Masa Awal Pujangga Baru
3.
Majalah Pujangga Baru
4.
Pengaruh Angkatan 80
5.
Konsep Seni Pujangga Baru
6.
Polemik Kebudayaan
7.
Beberapa Ciri Sastra Pujangga Baru
8.
Para Sastrawan Pujangga Baru
1.
LATAR
BELAKANG
a.
Pendidikan Belanda
Pendidikan Belanda dimulai pada tahun 1850. Namun
yang memperoleh pendidikan waktu itu hanya golongan bangsawan rendah, yang
biasa disebut kaum priyayi. Kaum priyayi ini memang diperlukan pemerintah
Belanda sebagai alat penghubung dengan rakyat dalam pemerintahannya. Dan inilah
sebabnya para priyayilah yang meengenal sastra modern pada masa embrional. Jadi
setelah tahun 1850 muncullah golongan terpelajar yang berasal dari golongan
priyayi. Tidak mengherankan kalau organisasi pergerakan nasional yang pertama
dibentuk oleh kaum priyayi ini (Budi Utomo).

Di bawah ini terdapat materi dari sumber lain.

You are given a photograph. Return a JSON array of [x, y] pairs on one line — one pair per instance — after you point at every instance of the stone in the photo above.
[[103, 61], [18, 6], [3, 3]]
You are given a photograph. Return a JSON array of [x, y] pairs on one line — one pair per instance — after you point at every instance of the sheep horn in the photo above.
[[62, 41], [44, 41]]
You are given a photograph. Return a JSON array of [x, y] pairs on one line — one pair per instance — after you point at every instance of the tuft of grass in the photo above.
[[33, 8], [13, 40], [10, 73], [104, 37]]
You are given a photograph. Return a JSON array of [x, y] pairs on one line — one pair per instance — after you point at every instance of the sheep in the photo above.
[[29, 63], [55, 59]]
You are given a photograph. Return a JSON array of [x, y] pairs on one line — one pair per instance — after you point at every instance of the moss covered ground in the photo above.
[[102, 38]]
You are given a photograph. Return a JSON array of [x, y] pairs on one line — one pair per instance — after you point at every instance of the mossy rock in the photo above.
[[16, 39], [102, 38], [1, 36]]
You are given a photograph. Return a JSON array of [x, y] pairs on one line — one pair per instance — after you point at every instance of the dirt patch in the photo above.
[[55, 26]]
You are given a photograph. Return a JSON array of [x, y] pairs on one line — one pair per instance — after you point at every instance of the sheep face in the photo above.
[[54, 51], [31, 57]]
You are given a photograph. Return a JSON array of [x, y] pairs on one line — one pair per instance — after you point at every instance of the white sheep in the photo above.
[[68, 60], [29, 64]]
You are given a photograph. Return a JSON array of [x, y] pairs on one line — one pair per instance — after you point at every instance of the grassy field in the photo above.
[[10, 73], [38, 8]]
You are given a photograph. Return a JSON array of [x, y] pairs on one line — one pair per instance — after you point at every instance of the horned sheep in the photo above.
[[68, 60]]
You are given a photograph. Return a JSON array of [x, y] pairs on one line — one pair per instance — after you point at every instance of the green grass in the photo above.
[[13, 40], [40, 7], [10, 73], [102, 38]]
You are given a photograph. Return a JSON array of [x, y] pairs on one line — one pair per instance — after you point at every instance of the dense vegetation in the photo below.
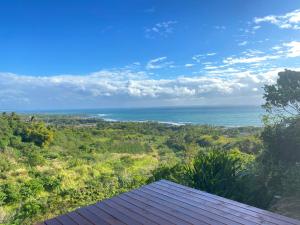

Dengan adanya Politik Etis pada tahun 1904, maka
pendidikan Belanda meluas di kalangan rakyat biasa. Dua tahun sejak di
umumkannya politik etis ini, berdirilah sekolah-sekolah rakyat yang terdiri
dari dua macam: yakni sekolah Kelas Dua, yang mendidik calon-calon pegawai
rendah, muridnya berasal dari golongan masyarakat biasa. Sekolah Kelas Satu,
muridnya terdiri dari anak-anak golongan masyarakat menengah. Pelajaran yang
diberikan hanyalah membaca, menulis dan berhitung.
Untuk anak-anak golongan menengah atas didirikan
H.I.S. (Hollandsch Indische School) yang sama dengan sekolah dasar sekarang.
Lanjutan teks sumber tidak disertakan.